# Help ID'ing this tree



## husker-q (Jun 17, 2008)

Hi all - I was wanting your expertise in identifying this tree - it is at the edge of my backyard and has been dead for several years. It does show some new sprouts coming straight out of the larger trunks - so maybe not really dead - or some sucker has attached.

I live near KCMO - I have white ash, walnut green ash, oak that I know of but this seems different - I was hoping for hickory???????


----------



## buck wheezer (Jun 17, 2008)

Husker-Q,

The Arbor Day Foundation has a Q&A guide to identifying trees on their site: http://www.arborday.org/trees/TreeID.cfm.

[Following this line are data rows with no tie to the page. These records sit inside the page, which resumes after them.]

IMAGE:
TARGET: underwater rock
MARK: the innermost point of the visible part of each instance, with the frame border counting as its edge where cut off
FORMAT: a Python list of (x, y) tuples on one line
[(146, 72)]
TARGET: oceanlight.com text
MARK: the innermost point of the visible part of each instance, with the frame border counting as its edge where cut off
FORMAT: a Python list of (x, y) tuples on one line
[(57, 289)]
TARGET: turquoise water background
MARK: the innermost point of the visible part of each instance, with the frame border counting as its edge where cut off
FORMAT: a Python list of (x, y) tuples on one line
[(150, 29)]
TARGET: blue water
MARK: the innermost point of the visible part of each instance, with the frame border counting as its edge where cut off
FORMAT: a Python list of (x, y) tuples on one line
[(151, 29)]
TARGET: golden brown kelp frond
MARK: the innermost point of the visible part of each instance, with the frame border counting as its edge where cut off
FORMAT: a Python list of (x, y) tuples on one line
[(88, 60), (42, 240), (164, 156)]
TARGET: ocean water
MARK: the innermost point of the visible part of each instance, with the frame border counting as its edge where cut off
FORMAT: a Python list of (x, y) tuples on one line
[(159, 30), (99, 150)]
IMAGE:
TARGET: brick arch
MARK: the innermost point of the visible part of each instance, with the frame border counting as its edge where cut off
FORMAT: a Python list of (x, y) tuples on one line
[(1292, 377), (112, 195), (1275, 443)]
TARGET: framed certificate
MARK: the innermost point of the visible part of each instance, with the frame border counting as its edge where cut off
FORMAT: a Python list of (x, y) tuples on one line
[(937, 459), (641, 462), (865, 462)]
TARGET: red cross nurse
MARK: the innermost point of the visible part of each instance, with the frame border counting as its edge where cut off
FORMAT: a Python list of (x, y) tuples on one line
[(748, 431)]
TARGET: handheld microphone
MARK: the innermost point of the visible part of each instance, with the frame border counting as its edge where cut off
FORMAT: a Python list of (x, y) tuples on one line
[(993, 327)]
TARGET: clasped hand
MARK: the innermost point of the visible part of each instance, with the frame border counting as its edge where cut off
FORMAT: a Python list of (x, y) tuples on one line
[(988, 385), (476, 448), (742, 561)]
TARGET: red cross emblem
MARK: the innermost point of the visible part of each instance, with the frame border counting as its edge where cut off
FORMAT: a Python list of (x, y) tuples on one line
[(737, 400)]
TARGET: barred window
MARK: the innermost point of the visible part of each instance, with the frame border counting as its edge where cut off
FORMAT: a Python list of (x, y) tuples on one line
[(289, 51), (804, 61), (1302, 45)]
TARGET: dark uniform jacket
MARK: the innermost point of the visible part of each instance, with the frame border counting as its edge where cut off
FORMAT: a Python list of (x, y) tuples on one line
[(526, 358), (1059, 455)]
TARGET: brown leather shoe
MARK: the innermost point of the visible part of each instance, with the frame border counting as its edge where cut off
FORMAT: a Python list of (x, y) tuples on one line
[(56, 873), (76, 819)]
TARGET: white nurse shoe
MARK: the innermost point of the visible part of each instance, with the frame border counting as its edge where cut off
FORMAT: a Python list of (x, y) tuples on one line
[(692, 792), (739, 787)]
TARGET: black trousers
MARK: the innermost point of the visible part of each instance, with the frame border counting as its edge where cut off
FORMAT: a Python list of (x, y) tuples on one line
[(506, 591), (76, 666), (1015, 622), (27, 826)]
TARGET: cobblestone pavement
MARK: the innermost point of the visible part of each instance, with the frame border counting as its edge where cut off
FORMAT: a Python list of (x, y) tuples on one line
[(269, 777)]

Give that a whirl and let us know what you find.


----------



## moltenone (Jun 17, 2008)

might be a hick,back up on the leaf shot,the close up is to close for me.


mark


----------



## hausfire (Jun 17, 2008)

ok i am looking at the national audubon society field guide to trees . and it apears not to be a hickory. if you could take a pic of a sprig of leaves with a close up of one leaf then i can narrow it down. you cant go by the bark because its rotted . right now it looks like it can be a flowering or alternating leaf Dogwwod. or a white mullberry or a white basswood. get me a better photo and ill nail it. 
 Eric


----------



## husker-q (Jun 23, 2008)

just some closure on this - I think it to be a Box Elder tree - and it's near dead neighbor a Hackberry - 

I guess just good for firewood!

I'll have to venture further into the woods but the ticks are really heavy so maybe I can wait!!!


----------